Council President Cecil St. Pierre said the city has thus far been "a leader" in restricting large-scale marijuana growing operations in residential areas by enacting the ordinance earlier this year.

"Right now, any home can be a caretaker. Any home next to a school can grow marijuana. What we've done now is make sure that it's at least 500 feet, minimum," St. Pierre said. "And quite frankly, no evidence has been shown here on the record that indicates that any school, child care center, whatever, is near any industrial zone where it can even be a problem.

"I think this is nothing to be scared about. We're doing something more than we've ever done before, and we're taking it out of the neighborhoods and putting it in industrial zones," St. Pierre said.

Fouts later issued a rare veto of the council's 6-1 vote at the meeting on Sept. 13 and stated he favored imposing a greater distance between facilities in industrial zones where medical marijuana is grown and neighboring residential uses.

"Unless we make these changes, we can end up deterring other types of development," Fouts said. "While I'm not against medical marijuana facilities strictly for medicinal purposes, I am concerned with an oversaturation of these facilities in Warren."

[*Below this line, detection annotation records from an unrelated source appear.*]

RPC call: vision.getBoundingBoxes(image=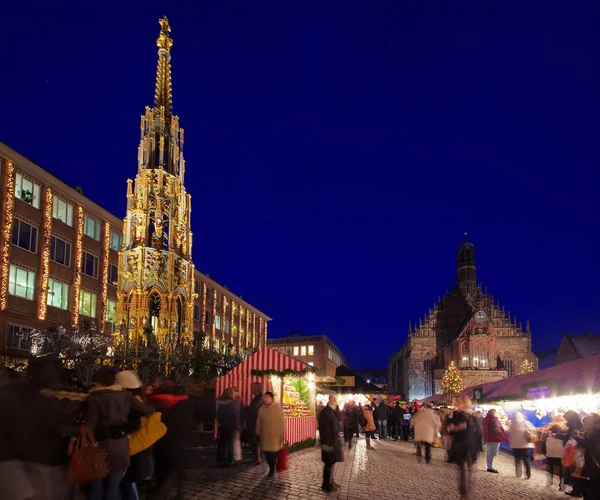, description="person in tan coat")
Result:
[363,405,375,450]
[256,392,285,476]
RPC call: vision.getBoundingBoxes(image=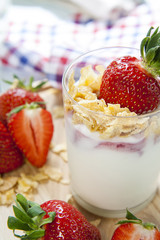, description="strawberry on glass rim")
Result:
[99,27,160,114]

The mayor cited a need to control the proliferation of medical marijuana growing operations in residential neighborhoods when he proposed the ordinance late last year. A first reading of the ordinance was finally passed by the Warren City Council in March.

Fouts previously stated that the intent of the ordinance was to keep "de facto commercial" medical marijuana operations out of Warren's residential areas, ensure safe operations at places where it is grown, and require filtration systems to keep what he called "skunk" odors from wafting through the city's neighborhoods.

The ordinance, as adopted, imposes a list of local requirements for "qualified patients" under the Michigan Medical Marihuana Act. It prohibits the growth, manufacturing, processing or storage of medical marijuana by a patient or caregiver anywhere other than the patient's residence or another facility permitted by the ordinance. That now includes certain industrial zones, where operations are subject to Fire Department and Building Division inspections, must be registered with the city, and must comply with a list of provisions aimed at curtailing light and odor emissions.

Residential growing is permitted by one qualified patient or caregiver only at the patient's primary residence.

Violations are misdemeanor offenses punishable by a $500 fine and/or 90 days in jail.

A separate section dubbed the Fresh Air Ordinance addresses the emission of "offensive" odors and related enforcement. Violations are cited as municipal civil infractions, punishable by $100 to $1,000 in fines.